Metadata-Version: 2.4
Name: pyplast
Version: 0.1.1
Summary: A lightweight C/CUDA tensor library with Python bindings
Author-email: Vixel <yusufshihata2006@gmail.com>
License: MIT
Project-URL: Homepage, https://github.com/Vixel2006/plast
Project-URL: Repository, https://github.com/Vixel2006/plast
Keywords: tensor,deep-learning,autograd,cuda,gpu
Classifier: Development Status :: 3 - Alpha
Classifier: Intended Audience :: Science/Research
Classifier: License :: OSI Approved :: MIT License
Classifier: Programming Language :: Python :: 3
Classifier: Programming Language :: Python :: 3.12
Classifier: Programming Language :: C
Classifier: Topic :: Scientific/Engineering :: Artificial Intelligence
Requires-Python: >=3.12
Description-Content-Type: text/markdown
License-File: LICENSE
Requires-Dist: numpy
Provides-Extra: test
Requires-Dist: pytest; extra == "test"
Requires-Dist: pytest-timeout; extra == "test"
Requires-Dist: numpy; extra == "test"
Dynamic: license-file

# plast

a high-performance deep learning engine from scratch in C and CUDA.
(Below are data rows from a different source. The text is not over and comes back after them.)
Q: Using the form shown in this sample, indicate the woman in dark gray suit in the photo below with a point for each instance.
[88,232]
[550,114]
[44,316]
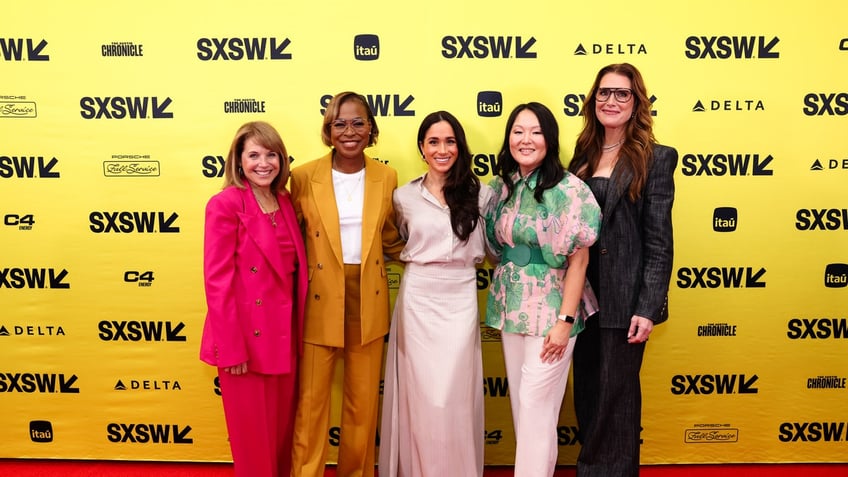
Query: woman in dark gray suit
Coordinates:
[632,178]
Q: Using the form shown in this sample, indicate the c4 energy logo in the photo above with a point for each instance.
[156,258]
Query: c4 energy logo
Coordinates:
[612,49]
[23,49]
[836,275]
[381,104]
[28,167]
[489,104]
[148,433]
[38,383]
[133,222]
[235,49]
[826,104]
[366,47]
[821,219]
[720,277]
[726,164]
[479,47]
[125,107]
[817,328]
[724,219]
[714,384]
[140,331]
[33,278]
[813,432]
[731,47]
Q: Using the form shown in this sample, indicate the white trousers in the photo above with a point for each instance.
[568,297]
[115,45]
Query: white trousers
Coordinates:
[536,390]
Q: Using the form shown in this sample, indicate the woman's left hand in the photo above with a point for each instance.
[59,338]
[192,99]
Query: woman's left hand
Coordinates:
[556,342]
[640,328]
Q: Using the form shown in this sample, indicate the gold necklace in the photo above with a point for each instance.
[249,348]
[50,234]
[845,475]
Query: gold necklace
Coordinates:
[271,215]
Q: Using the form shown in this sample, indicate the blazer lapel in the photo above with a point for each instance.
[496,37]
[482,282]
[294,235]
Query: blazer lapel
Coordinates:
[325,201]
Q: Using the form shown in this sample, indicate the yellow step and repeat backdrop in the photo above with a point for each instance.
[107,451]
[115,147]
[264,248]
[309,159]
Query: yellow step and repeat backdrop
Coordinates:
[115,119]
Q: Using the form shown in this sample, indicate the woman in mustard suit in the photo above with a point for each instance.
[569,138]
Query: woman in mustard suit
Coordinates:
[255,278]
[344,204]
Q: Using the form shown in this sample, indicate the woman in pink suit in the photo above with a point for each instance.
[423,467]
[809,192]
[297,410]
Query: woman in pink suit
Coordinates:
[255,278]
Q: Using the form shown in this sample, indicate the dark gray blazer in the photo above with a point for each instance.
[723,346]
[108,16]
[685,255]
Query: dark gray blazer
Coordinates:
[636,245]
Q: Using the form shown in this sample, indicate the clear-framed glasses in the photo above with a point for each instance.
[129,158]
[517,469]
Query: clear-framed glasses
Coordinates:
[621,95]
[357,124]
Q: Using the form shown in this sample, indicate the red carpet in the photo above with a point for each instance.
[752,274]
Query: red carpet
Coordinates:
[65,468]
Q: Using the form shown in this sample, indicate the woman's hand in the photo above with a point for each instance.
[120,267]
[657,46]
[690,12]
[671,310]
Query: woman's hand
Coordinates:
[237,370]
[556,342]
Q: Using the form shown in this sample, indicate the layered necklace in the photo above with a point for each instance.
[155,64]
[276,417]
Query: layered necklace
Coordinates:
[272,215]
[612,146]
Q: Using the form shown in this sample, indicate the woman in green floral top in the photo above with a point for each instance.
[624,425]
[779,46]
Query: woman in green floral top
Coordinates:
[541,221]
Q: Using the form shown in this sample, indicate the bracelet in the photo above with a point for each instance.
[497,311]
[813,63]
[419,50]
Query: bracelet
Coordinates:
[566,318]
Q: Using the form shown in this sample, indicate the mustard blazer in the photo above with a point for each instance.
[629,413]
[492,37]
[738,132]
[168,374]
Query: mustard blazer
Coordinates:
[315,205]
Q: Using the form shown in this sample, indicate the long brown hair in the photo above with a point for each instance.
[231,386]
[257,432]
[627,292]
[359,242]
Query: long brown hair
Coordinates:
[637,148]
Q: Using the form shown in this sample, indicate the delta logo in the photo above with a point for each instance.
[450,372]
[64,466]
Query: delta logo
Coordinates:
[731,47]
[366,47]
[489,104]
[23,49]
[724,219]
[243,49]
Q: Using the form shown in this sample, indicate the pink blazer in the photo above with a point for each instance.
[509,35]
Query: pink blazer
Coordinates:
[250,301]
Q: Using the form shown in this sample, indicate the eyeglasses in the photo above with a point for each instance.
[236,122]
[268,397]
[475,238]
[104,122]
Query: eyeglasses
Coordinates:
[357,124]
[621,95]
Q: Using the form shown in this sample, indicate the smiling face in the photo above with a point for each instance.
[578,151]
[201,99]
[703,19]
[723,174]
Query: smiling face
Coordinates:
[611,113]
[260,164]
[439,148]
[351,134]
[527,142]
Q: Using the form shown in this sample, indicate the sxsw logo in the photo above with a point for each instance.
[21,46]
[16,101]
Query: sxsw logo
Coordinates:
[836,275]
[489,104]
[23,49]
[41,431]
[148,433]
[724,219]
[731,47]
[381,104]
[140,331]
[366,47]
[235,49]
[740,164]
[830,104]
[573,103]
[479,47]
[720,277]
[821,219]
[714,384]
[28,167]
[125,107]
[132,221]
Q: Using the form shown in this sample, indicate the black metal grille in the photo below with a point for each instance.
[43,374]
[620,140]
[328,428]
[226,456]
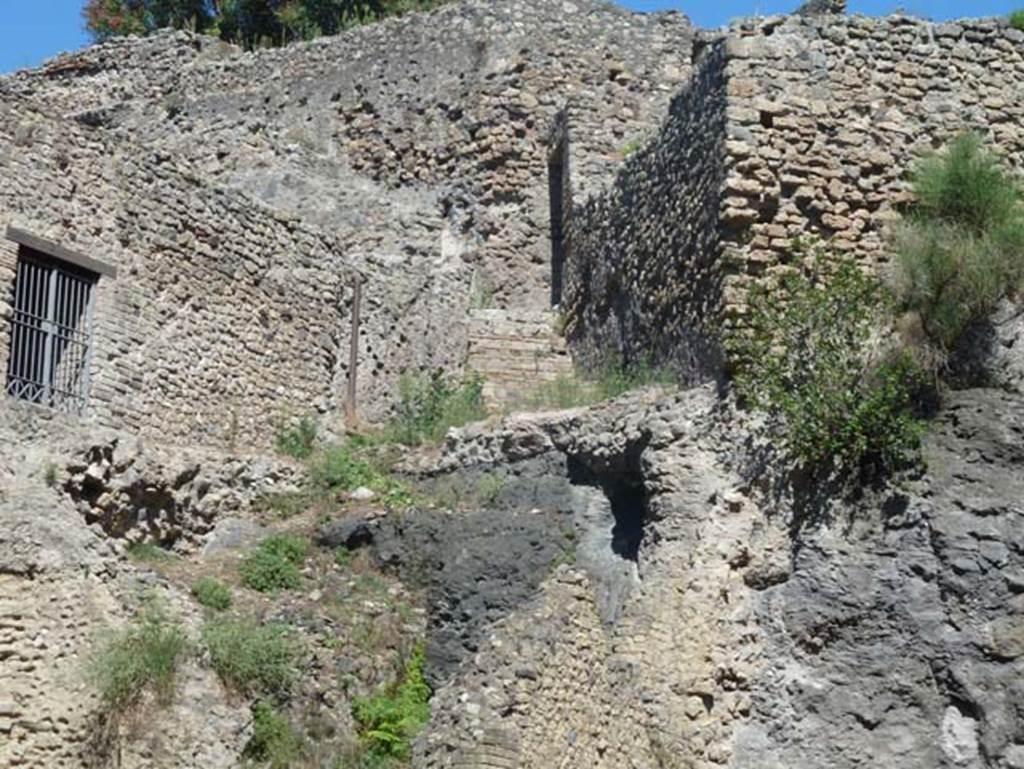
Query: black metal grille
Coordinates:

zero dependencies. full autograd. tiled Ampere-optimized CUDA kernels. arena-allocated memory.

neural networks are data transformation pipelines. plast treats them that way.

## philosophy

most frameworks model a network as a tree of objects. `nn.Module` subclasses, `forward()` methods, parameter registries — a leaky OOP abstraction over what is fundamentally a dataflow graph.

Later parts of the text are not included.